Parental Warning: This column contains strong language.
Several months ago, thousands of you joined me in fighting for justice for Kaia Rolle, the 6-year-old girl from Orlando, Florida who was outrageously arrested, handcuffed, put in a police car, and jailed after throwing a tantrum at her elementary school. We made tens of thousands of phone calls to the school district and police department, and in a matter of days, the officer was fired.
But until now, we had not seen the absolutely infuriating video of this arrest. I don’t know what I expected. Of course it was always destined to be horrible, but it’s worse than I’d imagined. It was worse than her family had imagined. My original inclination was to say “Fuck the Police.” But now I’ve settled somewhere different. Everybody failed Kaia. Her teachers. Her principal. Her counselors. The other officer on the scene. The other officers at the police department. Everybody. After seeing the video, person after person could’ve and should’ve intervened, but groupthink is a helluva drug.
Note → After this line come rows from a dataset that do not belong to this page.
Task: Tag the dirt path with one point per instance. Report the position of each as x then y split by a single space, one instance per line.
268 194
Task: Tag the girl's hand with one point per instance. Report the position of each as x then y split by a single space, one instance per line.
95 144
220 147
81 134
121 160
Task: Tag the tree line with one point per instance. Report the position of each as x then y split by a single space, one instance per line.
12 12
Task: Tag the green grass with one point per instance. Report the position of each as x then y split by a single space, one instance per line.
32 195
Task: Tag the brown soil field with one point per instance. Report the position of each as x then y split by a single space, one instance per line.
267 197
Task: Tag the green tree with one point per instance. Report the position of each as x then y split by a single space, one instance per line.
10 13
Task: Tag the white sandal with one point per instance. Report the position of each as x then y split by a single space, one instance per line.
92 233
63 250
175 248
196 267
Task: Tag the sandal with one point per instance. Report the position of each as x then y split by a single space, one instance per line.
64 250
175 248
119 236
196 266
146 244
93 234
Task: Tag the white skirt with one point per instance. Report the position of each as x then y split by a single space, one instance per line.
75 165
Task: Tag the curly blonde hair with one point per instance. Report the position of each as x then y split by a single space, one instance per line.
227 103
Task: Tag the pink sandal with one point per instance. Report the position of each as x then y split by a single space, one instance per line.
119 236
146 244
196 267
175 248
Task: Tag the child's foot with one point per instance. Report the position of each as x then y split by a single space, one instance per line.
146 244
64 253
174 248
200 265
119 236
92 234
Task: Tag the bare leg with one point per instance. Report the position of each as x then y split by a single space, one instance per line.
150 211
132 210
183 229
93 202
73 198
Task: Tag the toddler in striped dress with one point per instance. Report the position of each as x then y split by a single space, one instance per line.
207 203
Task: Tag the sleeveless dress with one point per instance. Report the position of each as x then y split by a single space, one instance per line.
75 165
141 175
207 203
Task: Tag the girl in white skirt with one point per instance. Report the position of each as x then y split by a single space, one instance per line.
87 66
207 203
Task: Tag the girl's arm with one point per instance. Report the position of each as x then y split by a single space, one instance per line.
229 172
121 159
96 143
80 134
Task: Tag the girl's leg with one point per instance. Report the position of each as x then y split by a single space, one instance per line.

Instead of having even a modicum of courage, everybody bowed down and allowed a child to be traumatized in their midst. It’s sooooooo telling. Because in our minds, we think we will have the integrity and moral courage to step up for people who need our help in moments of despair, but the video of this awful arrest shows us the truth – even when a baby girl is at risk – people will just bow the fuck down and acquiesce – allowing something unspeakable to happen right in front of their faces.
After her outburst at the school, Kaia had actually calmed all the way down. The situation had deescalated. She was literally reading a book with a staff member when the officer entered the room. And here’s the thing that we don’t talk about enough – officers have a wide range of discretion that they are allowed to use on the who, what, when, where, why, and how of issuing arrests. They aren’t bound to issue an arrest or even a ticket in every situation. In this instance, the officers had all authority to assess the situation and leave the room without even saying a word, but he did the exact opposite of that. Seeing a calm, cool, relaxed Kaia Rolle, he proceeded with an arrest. It’s unthinkable.
And she was crushed. Even at her young age, the thought of being handcuffed, arrested, put in a police car, and sent to jail broke her heart. I could cry right now just thinking about it.
But through the begging sobs and protests of Kaia, the officer arrested her nonetheless. His partner participated, assisting in putting the tight zip-ties around her arms with her hands behind her back.
A brave teacher or administrator would’ve put their body in front of Kaia’s, and refused to allow such an arrest to happen on their watch. No such person was around that day.
And us. We also failed Kaia. I have to say this. Mass incarceration, and all of the systems, structures, laws and policies that come along with it, wasn’t built by far away aliens, it was built on our watch, by elected officials in our districts. I beg of you, please read the brilliant, Pulitzer Prize winning book, Locking Up Our Own, by my friend and brother James Forman, Jr., a brilliant professor at Yale Law School.
In it, James makes it clear that it wasn’t just a bunch of conservative boogeymen who built mass incarceration, but neo-liberals, Democrats, and scores of Black and Latino politicians ranging from mayors, city-council members, school board leaders, to the Congressional Black Caucus. Trump didn’t build this shit. And maybe you don’t want to own it. I understand, but we at least need to accept that our lack of deep, true civic engagement has allowed a Frankenstein monster of a system to be built on our watch.
Do you know what the policies are in your school district? Do they allow the criminalization and arrest of children? Do you even know who runs your school board and system? Did you vote for them?
What about your police department? What about your local district attorney’s office? Do they allow such outrageous arrests of little children?
If you don’t know, if we don’t know, then yeah, we are a part of the problem. Ignorance to injustice is, in essence, compliance and acceptance of it.
We must do better.
P.S.: I am going to see how we can help Kaia and will let you know what I find out.